Sometimes everything seems to be going well on the stock market, but suddenly a sharp sell-off begins. Stocks that were rising until yesterday suddenly crash, no one wants to take risks, and a wave of panic spreads. So, are these irrational movements only due to market conditions? Or why do you start taking more risks when you catch a rising streak? In fact, there is a bigger factor behind investment decisions than we think: Our hormones.
Testosterone and cortisol hormones in particular directly affect investors' risk appetite, moments of panic, and decision-making processes. If these biological factors are not recognized, your investment strategy may be much more emotional than you think. Let's go into a little more detail.
Who really determines investment strategies?
Researchers from the University of Cambridge and Imperial College London reveal that markets are much more complex than we think. Big rallies and sharp declines cannot be explained by macroeconomic data alone. Hormones directly affect investor psychology, causing fluctuations to accelerate. A study conducted at the University of Cambridge found that the morning testosterone levels of professional investors in London were directly related to their earnings during the day. Investors with higher testosterone levels in the morning made more profits by making more aggressive trades throughout the day. This effect even turned into a cycle: As the profit increases, testosterone increases, and as testosterone increases, more risk is taken, which leads to bigger gains or losses. You can compare this situation to winners in sports betting playing again at higher odds or players who win big hands in poker turning to riskier moves. Because the feeling of success triggers the brain's reward system, increasing the urge to take more risks.
However, the dangerous part is this: As testosterone increases, overconfidence kicks in and realistic risk perception is distorted. An investor who is on a winning streak can be dragged into big losses by opening positions that are too large. For example, an investor who has won several days in a row may decide to open a big position using all the cash he has. However, not everything goes well in the market. A rising stock or market will correct at some point and an investor who takes excessive risks may face a big loss. Therefore, making big profits can distract the investor from thinking disciplinedly. Professional investors manage to protect themselves from big losses by trading with the same discipline even during profit streaks.

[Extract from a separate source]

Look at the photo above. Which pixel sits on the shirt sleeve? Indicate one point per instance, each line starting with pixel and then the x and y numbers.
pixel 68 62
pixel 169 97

The stress hormone cortisol: The invisible power of panic selling
Now let's think about the opposite. Markets are falling, uncertainty prevails and everyone is selling. This is exactly where cortisol levels start to rise. Research shows that during periods when investors' stress levels reach their peak, market liquidity decreases and investors completely avoid taking risks. This creates a huge paradox: While short-term cortisol increases encourage more risk taking, long-term high cortisol levels cause complete avoidance of risk. In the 2008 financial crisis, investors' cortisol levels increased by 68% and market trading volume decreased significantly during this period. The longer the stress lasts, the less investors trade and the markets become increasingly stagnant.
Critical differences between male and female investors
The famous question of Christine Lagarde, former IMF president and current European Central Bank president, was: “What if Lehman Brothers were Lehman Sisters?” Although it may seem like a gender equality debate at first glance, scientists say that investors’ behavior is shaped not only by social factors but also by biology. There are serious differences between male and female investors due to hormone levels, and these differences are directly reflected in market dynamics.
A study conducted at the University of Leicester found that as the proportion of women in the financial sector increases, daily market volatility increases but systemic risk decreases. In other words, while short-term fluctuations in the market increase, the probability of major crashes decreases. What could be the reason for this? Female investors generally make more stable decisions, are less likely to take excessive risks, and think longer-term in their decisions. Male investors, on the other hand, take more risks during periods of gain due to the effect of testosterone, which can cause major fluctuations.
For example, when a financial institution sets up an aggressive bonus system that rewards the most successful investors, investors who take risks are incentivized. This can lead overconfident male investors to open larger positions and cause sudden movements in the market. Although it is generally thought that female investors make more stable investment decisions due to their lower testosterone levels, this does not mean that female investors do not take any risks. On the contrary, they can achieve more stable returns in the long term by taking more conscious and strategic risks.
So, how can you minimize the effect of hormones on your investment decisions?
Now let's look at the more practical part. If you are investing, knowing how your hormones can affect your decisions, whether consciously or unconsciously, can be a great advantage to you. Be careful when you hit a winning streak. If you feel overconfident, it could be the effect of testosterone. Make sure you are thinking logically and try not to let your emotions get in the way of your trades. Is holding on to losses for a long time a conscious decision? Or is your stress level holding you back? High cortisol levels can cause you to hold on to losing positions for a long time. Realizing this can be one of the keys to minimizing your losses. Risk management is everything. Being aware of our biological responses is an important step in managing risk correctly.
You may be trading on the US stock exchange. But remember, the winning investor is not only the one who reads the markets, but also the one who knows his own psychology and biology. Because sometimes your biggest enemy can be your own hormones. For your next investment decision, it might be a good idea to take a look not only at the charts in front of the screen, but also at your own state of mind. Who knows, maybe your best investment strategy is to know yourself better.